Skateboarding is a deeply-embedded part of the youth culture in Southern California and in our town. I see 8- to 10-year-old kids all over the place, wearing their helmets and working on their moves. Why deny them this opportunity to polish skills early on a summer morning with their friends, so that they don't need to "schedule" a drive from a parent to another out-of-town park?

I'm sure there are many kids who live in the Moulton Meadows area who would really enjoy this new aspect of their neighborhood park.

What are we so afraid of?

In reading the emails, I heard fear of traffic from "outsiders" coming up to the park. Frankly, I don't perceive the risk of mass quantities of "outsiders" venturing to our most remote park for a skate structure when there are so many "cooler" places they can drive to for the same purpose. This would primarily serve the community in which it is embedded.

I also heard fear of a carelessly-tossed cigarette, and other environmental disrespect. Is this not profiling a certain skateboard-enthusiast "type" who would be far more likely to behave disrespectfully? Implicit in all these complaints is a fear of the "outsiders" who will pour up the hill and "congregate." Outsiders who won't respect the peaceful values of the residents.

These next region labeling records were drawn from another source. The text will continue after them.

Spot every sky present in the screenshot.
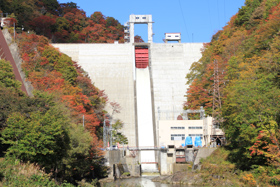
[58,0,245,43]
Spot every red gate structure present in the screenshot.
[135,47,149,69]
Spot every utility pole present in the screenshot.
[210,59,224,145]
[213,59,222,123]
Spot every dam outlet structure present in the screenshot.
[52,15,203,172]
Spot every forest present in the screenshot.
[0,0,280,186]
[0,0,129,186]
[184,0,280,186]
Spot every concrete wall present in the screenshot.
[53,43,203,147]
[53,44,136,147]
[150,43,203,120]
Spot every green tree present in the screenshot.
[1,107,69,171]
[0,59,21,91]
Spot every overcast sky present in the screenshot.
[58,0,245,43]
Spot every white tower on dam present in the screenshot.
[53,15,203,170]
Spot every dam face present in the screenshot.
[52,43,203,171]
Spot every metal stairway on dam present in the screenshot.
[135,47,158,172]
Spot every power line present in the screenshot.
[217,0,221,27]
[207,1,213,32]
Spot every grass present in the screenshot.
[0,158,73,187]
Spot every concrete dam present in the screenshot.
[52,15,203,171]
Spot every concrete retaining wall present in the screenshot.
[53,44,136,147]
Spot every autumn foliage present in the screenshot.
[184,0,280,185]
[0,0,124,43]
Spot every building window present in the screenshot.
[171,127,185,129]
[189,127,202,129]
[189,134,203,137]
[171,134,185,141]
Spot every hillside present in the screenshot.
[0,0,124,43]
[185,0,280,185]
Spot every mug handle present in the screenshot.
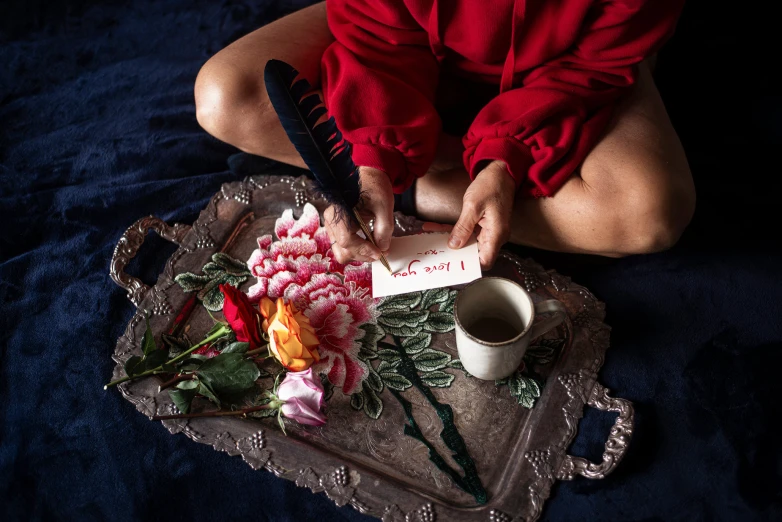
[529,299,567,340]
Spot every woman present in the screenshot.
[195,0,695,268]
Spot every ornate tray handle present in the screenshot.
[109,216,191,307]
[557,382,633,480]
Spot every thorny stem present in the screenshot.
[103,325,231,390]
[152,404,274,420]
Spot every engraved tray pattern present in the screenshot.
[111,176,633,522]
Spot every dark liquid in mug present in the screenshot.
[467,317,521,343]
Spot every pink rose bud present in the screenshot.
[277,368,326,426]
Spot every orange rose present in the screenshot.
[260,297,320,372]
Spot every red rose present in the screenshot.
[220,285,264,350]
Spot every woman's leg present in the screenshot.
[195,3,695,256]
[195,3,334,167]
[415,64,695,256]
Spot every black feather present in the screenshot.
[263,60,361,220]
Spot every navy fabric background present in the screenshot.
[0,0,782,521]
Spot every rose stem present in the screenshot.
[158,373,193,393]
[103,325,231,390]
[152,404,271,420]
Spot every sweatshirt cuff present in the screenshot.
[352,143,413,194]
[468,138,535,189]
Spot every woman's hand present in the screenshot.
[448,161,516,270]
[323,167,394,263]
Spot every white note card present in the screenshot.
[372,233,481,297]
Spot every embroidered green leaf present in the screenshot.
[362,382,383,419]
[141,316,157,356]
[196,353,260,394]
[524,338,565,365]
[448,359,467,373]
[377,348,402,363]
[421,370,454,388]
[366,366,383,393]
[198,382,220,408]
[412,348,451,372]
[377,357,402,374]
[421,288,448,310]
[198,279,225,312]
[380,371,413,391]
[168,381,198,413]
[402,333,432,355]
[358,323,386,360]
[212,252,250,276]
[376,323,424,337]
[502,372,541,408]
[440,290,459,314]
[424,312,456,333]
[249,397,278,419]
[125,355,145,377]
[377,310,429,328]
[377,292,421,312]
[174,272,210,292]
[350,391,364,410]
[220,341,252,356]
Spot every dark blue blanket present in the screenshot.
[0,0,782,522]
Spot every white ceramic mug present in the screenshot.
[453,277,567,380]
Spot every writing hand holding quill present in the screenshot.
[264,60,393,272]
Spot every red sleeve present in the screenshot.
[463,0,683,196]
[321,0,441,193]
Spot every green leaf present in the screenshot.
[507,372,541,408]
[377,357,402,373]
[440,290,458,314]
[125,355,144,377]
[350,391,364,410]
[377,309,429,328]
[412,348,451,372]
[220,341,250,353]
[421,288,449,310]
[366,367,383,393]
[198,279,225,312]
[424,312,456,333]
[380,371,413,391]
[176,379,198,390]
[196,353,260,395]
[421,370,454,388]
[141,316,157,356]
[212,252,250,276]
[198,382,220,408]
[359,323,386,359]
[362,382,383,419]
[174,272,210,292]
[377,292,421,312]
[383,324,424,337]
[168,383,196,413]
[201,261,225,279]
[144,350,168,370]
[402,333,432,355]
[377,348,402,363]
[448,359,467,372]
[524,338,565,365]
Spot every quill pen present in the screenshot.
[263,60,391,273]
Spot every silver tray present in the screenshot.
[110,176,633,522]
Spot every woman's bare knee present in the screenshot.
[195,60,274,154]
[614,164,695,255]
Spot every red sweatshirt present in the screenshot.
[321,0,684,196]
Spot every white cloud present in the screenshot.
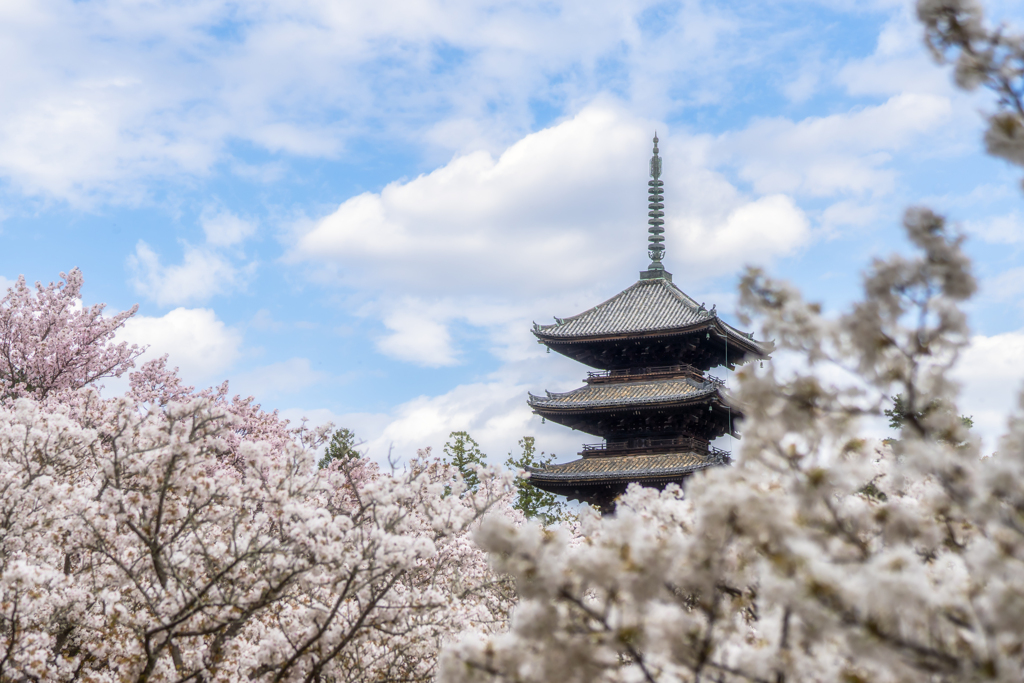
[231,358,327,400]
[679,195,810,273]
[128,240,252,306]
[289,102,810,367]
[200,210,256,247]
[377,301,457,368]
[118,308,242,384]
[0,0,753,203]
[955,331,1024,453]
[354,370,585,465]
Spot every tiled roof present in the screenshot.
[529,453,728,485]
[534,279,712,338]
[529,377,718,409]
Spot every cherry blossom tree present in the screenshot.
[0,270,514,682]
[0,268,144,403]
[0,390,510,681]
[440,0,1024,683]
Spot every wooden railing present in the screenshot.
[580,436,729,461]
[587,364,725,386]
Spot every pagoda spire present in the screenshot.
[640,131,672,282]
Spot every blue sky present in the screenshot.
[0,0,1024,459]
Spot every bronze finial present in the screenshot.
[647,131,665,270]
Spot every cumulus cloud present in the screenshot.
[128,240,247,306]
[118,308,242,384]
[288,101,810,367]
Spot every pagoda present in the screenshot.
[529,134,774,511]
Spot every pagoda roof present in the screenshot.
[529,377,719,410]
[534,279,712,340]
[527,452,729,488]
[534,278,774,357]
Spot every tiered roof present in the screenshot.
[529,378,720,411]
[534,278,774,365]
[534,452,728,483]
[529,134,774,509]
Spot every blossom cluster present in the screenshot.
[0,271,513,681]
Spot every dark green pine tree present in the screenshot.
[505,436,567,526]
[444,431,487,495]
[317,427,362,469]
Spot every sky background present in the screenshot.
[0,0,1024,461]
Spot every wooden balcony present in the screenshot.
[580,436,729,461]
[585,364,725,386]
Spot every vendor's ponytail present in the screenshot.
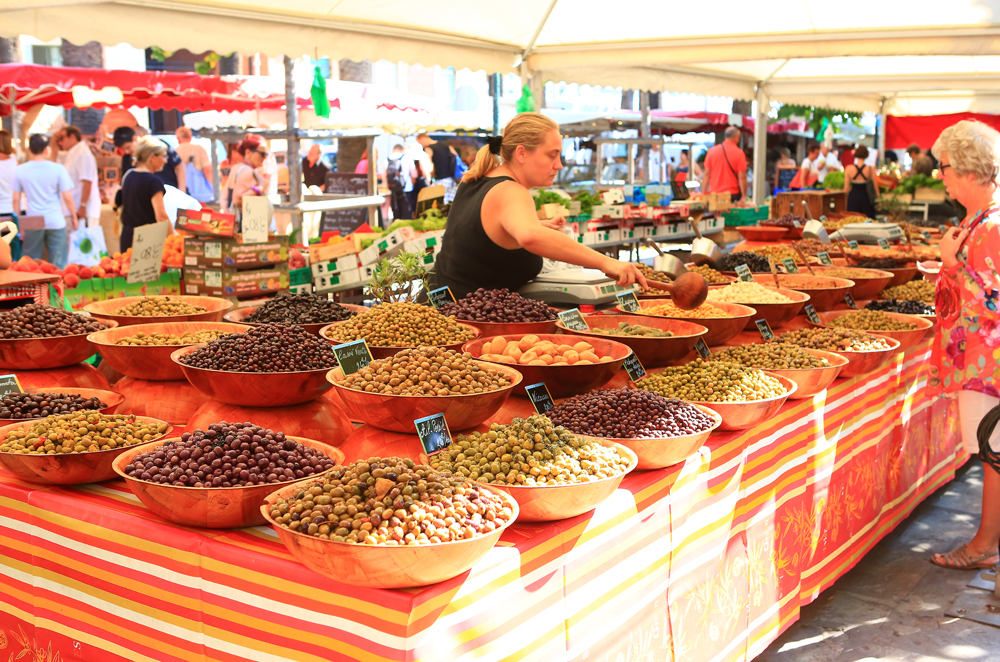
[462,113,559,182]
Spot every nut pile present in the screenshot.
[0,393,108,419]
[548,388,715,439]
[830,309,918,331]
[0,303,108,339]
[878,280,934,303]
[113,297,208,317]
[438,287,559,324]
[430,414,630,486]
[125,421,334,487]
[326,302,476,347]
[708,281,792,303]
[243,293,354,324]
[179,324,337,372]
[0,411,167,455]
[342,347,510,396]
[115,329,232,347]
[775,328,892,352]
[270,457,514,546]
[711,342,830,370]
[635,359,785,402]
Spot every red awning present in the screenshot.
[0,64,311,114]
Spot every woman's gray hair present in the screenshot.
[931,120,1000,186]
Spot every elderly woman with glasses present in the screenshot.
[930,120,1000,570]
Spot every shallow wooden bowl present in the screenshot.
[260,485,519,588]
[113,435,344,529]
[462,333,632,398]
[170,345,333,407]
[558,315,708,368]
[0,386,125,425]
[83,294,233,326]
[327,361,535,434]
[88,322,250,382]
[0,320,118,370]
[0,416,173,485]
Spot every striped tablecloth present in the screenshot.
[0,343,965,662]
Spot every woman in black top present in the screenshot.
[435,113,646,298]
[118,136,170,253]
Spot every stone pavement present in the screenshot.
[757,460,1000,662]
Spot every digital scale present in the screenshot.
[518,269,636,306]
[830,223,903,244]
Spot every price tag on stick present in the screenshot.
[413,414,451,455]
[333,338,372,377]
[524,382,556,414]
[126,223,169,284]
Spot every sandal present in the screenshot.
[931,545,1000,570]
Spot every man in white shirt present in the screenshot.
[58,126,101,228]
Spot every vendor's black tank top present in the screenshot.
[434,177,542,299]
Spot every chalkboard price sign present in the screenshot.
[413,414,451,455]
[615,292,642,313]
[524,382,556,414]
[333,338,372,376]
[559,308,590,331]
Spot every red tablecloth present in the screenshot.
[0,343,964,662]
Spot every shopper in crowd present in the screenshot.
[223,135,271,218]
[702,126,747,203]
[11,133,77,269]
[302,143,330,191]
[0,129,21,260]
[844,145,879,218]
[119,136,170,252]
[434,113,646,298]
[58,126,101,228]
[929,120,1000,569]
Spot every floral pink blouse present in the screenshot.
[930,207,1000,396]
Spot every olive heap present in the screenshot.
[179,324,337,372]
[342,347,511,396]
[0,411,167,455]
[830,309,918,331]
[430,414,630,486]
[438,287,559,324]
[548,388,715,439]
[774,328,892,352]
[0,303,108,339]
[635,359,785,402]
[270,457,514,547]
[125,421,335,487]
[112,297,208,317]
[243,293,354,324]
[865,299,934,315]
[0,393,108,419]
[326,302,476,347]
[711,342,830,370]
[115,329,233,347]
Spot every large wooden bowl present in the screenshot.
[616,296,757,347]
[558,315,708,368]
[87,322,250,382]
[809,310,934,352]
[222,301,371,336]
[83,294,233,326]
[112,435,344,529]
[319,322,482,359]
[327,361,535,433]
[0,416,173,485]
[260,485,519,588]
[0,320,117,370]
[462,333,632,398]
[0,386,125,425]
[170,345,333,407]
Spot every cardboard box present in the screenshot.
[184,235,288,269]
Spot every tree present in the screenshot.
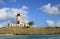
[28,21,34,26]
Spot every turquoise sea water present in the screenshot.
[0,35,60,39]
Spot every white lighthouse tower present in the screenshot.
[17,14,24,27]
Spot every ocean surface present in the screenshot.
[0,35,60,39]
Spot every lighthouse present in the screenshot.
[17,14,24,26]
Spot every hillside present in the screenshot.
[0,26,60,35]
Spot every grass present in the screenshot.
[0,26,60,34]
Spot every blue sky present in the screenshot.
[0,0,60,27]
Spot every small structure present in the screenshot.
[8,14,29,27]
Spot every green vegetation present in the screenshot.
[0,26,60,35]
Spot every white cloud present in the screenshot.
[10,0,16,2]
[0,6,29,25]
[40,3,60,14]
[46,20,55,27]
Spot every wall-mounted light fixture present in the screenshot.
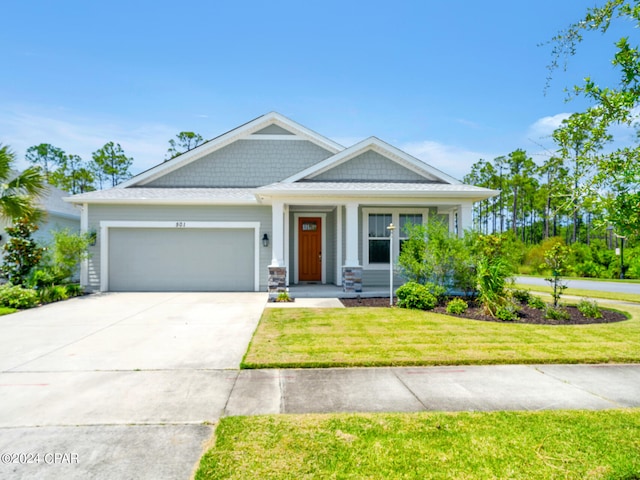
[88,230,98,247]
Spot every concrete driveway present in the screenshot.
[0,293,267,479]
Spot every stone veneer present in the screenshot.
[342,267,362,293]
[267,267,287,300]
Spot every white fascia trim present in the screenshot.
[114,112,344,188]
[47,210,81,220]
[282,137,462,185]
[100,220,260,292]
[243,133,307,141]
[67,198,260,205]
[257,190,494,205]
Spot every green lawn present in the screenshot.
[0,307,18,316]
[242,306,640,368]
[514,283,640,303]
[195,409,640,480]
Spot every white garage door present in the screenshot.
[109,228,256,292]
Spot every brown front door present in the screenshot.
[298,217,322,282]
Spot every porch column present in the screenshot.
[80,203,89,288]
[344,203,360,267]
[342,203,362,294]
[267,202,287,301]
[458,202,473,237]
[270,202,284,267]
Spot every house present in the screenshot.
[0,185,80,245]
[66,113,497,293]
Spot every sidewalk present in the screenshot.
[223,364,640,415]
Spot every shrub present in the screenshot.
[527,295,547,310]
[544,306,571,321]
[396,282,438,310]
[496,303,518,322]
[0,218,44,285]
[398,221,475,296]
[275,290,293,303]
[511,288,531,305]
[38,285,69,303]
[65,283,84,297]
[578,298,602,318]
[0,283,39,308]
[447,298,469,315]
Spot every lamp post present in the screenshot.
[607,226,627,280]
[616,234,627,280]
[387,223,396,307]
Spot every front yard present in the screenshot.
[195,409,640,480]
[242,306,640,368]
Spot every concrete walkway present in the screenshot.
[224,365,640,415]
[0,294,640,480]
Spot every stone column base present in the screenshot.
[342,267,362,293]
[267,267,287,300]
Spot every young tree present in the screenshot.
[92,142,133,188]
[25,143,66,181]
[165,132,204,161]
[0,144,45,220]
[0,218,44,285]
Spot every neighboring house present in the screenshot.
[0,185,80,249]
[65,113,497,292]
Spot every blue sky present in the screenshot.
[0,0,632,178]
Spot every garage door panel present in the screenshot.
[109,228,255,291]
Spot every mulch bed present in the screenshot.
[340,297,628,325]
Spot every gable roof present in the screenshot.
[281,137,462,185]
[115,112,344,188]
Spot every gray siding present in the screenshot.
[311,151,428,182]
[33,213,80,243]
[322,212,336,283]
[254,124,293,135]
[145,140,331,187]
[362,270,405,286]
[87,205,272,291]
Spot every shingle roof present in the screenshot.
[256,182,499,199]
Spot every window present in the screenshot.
[369,213,391,264]
[398,213,422,255]
[362,208,428,270]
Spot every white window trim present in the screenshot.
[362,207,429,270]
[100,220,261,292]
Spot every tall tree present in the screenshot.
[93,142,133,188]
[552,114,611,243]
[0,144,45,220]
[506,149,536,236]
[166,132,204,160]
[549,0,640,235]
[25,143,66,180]
[539,157,570,238]
[49,155,95,194]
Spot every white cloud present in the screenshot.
[527,113,571,142]
[0,108,177,173]
[400,140,498,180]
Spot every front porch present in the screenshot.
[260,193,471,298]
[289,283,392,298]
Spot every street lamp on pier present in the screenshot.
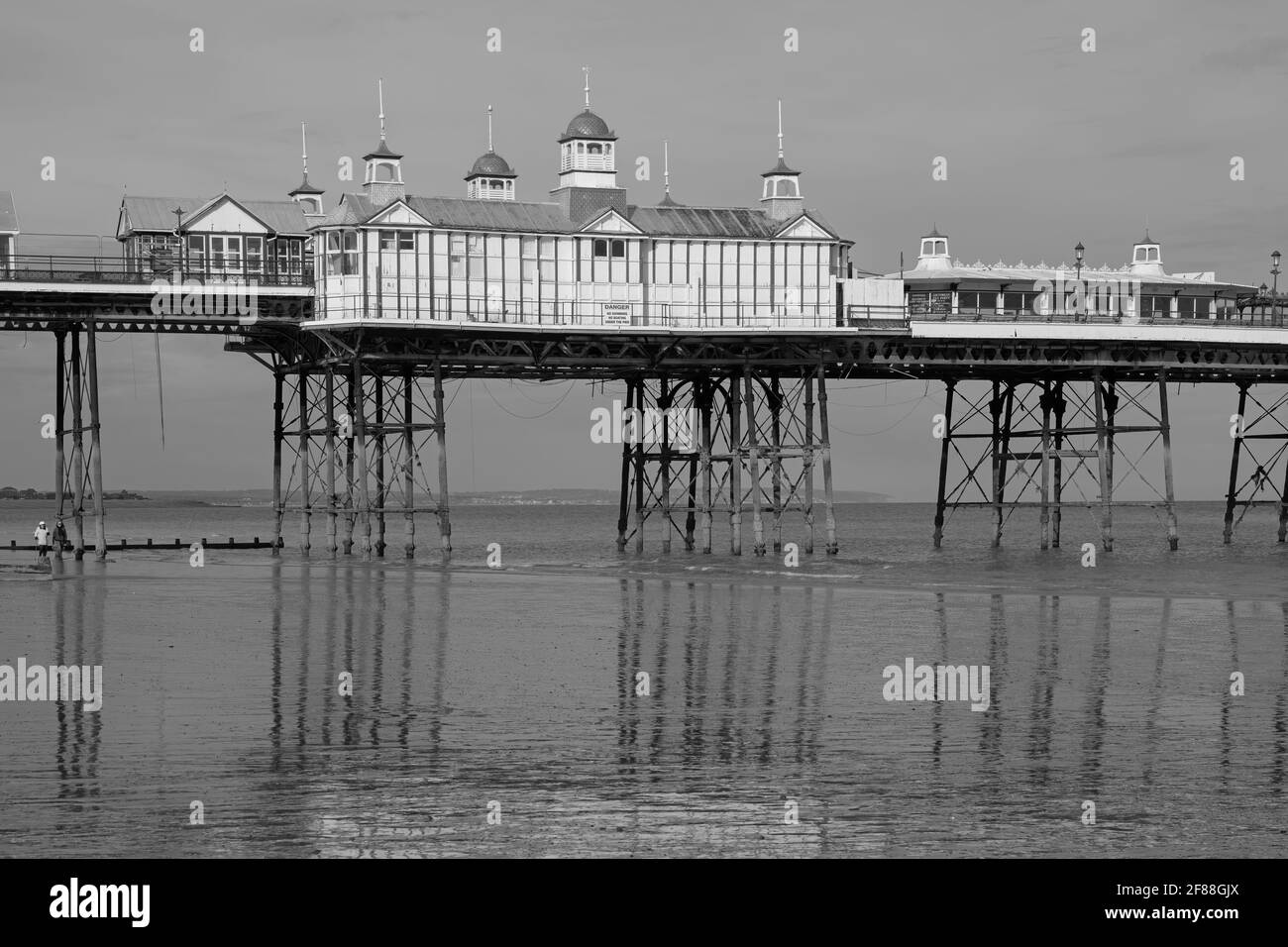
[1073,240,1091,322]
[1270,250,1283,322]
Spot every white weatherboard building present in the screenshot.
[0,191,18,275]
[310,81,851,327]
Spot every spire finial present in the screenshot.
[376,78,385,142]
[778,99,783,161]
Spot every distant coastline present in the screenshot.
[0,487,890,509]
[190,488,890,506]
[0,487,150,500]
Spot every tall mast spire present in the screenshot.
[778,99,783,161]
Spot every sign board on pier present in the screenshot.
[604,309,631,326]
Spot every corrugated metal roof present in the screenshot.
[886,263,1252,291]
[125,194,308,235]
[0,191,18,233]
[407,197,580,233]
[239,200,307,235]
[316,193,836,240]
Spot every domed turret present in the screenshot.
[917,224,952,269]
[1130,228,1164,275]
[465,106,519,201]
[362,80,407,207]
[760,102,805,220]
[559,67,617,188]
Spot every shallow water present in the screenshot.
[0,506,1288,857]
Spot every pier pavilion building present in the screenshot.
[875,227,1256,323]
[310,81,851,327]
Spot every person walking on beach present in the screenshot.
[36,519,49,562]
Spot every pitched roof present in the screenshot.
[0,191,18,233]
[121,194,309,236]
[316,193,836,240]
[760,156,800,177]
[407,197,581,233]
[885,261,1252,292]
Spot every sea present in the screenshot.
[0,496,1288,858]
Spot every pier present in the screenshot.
[0,78,1288,562]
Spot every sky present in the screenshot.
[0,0,1288,501]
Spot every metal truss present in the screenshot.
[1224,381,1288,544]
[273,348,452,562]
[617,368,837,556]
[934,369,1179,552]
[54,327,107,561]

This sounds xenophobic to me.

Finally, there is a fear that the location would tempt more people into downhill skateboarding on the streets. Isn't the sport of speed-boarding completely different than the sophisticated flips and twists kids perfect on those concrete structures? Also, if there is a structure offered, mightn't it draw kids away from the more dangerous speed-boarding?

I think we need to ask ourselves what we really fear in this proposed skateboard structure, and reality-test to see if these fears are founded. We need to explore our own stereotypes and prejudices about people who love to skateboard. Only then can we make a fair and well-reasoned decision.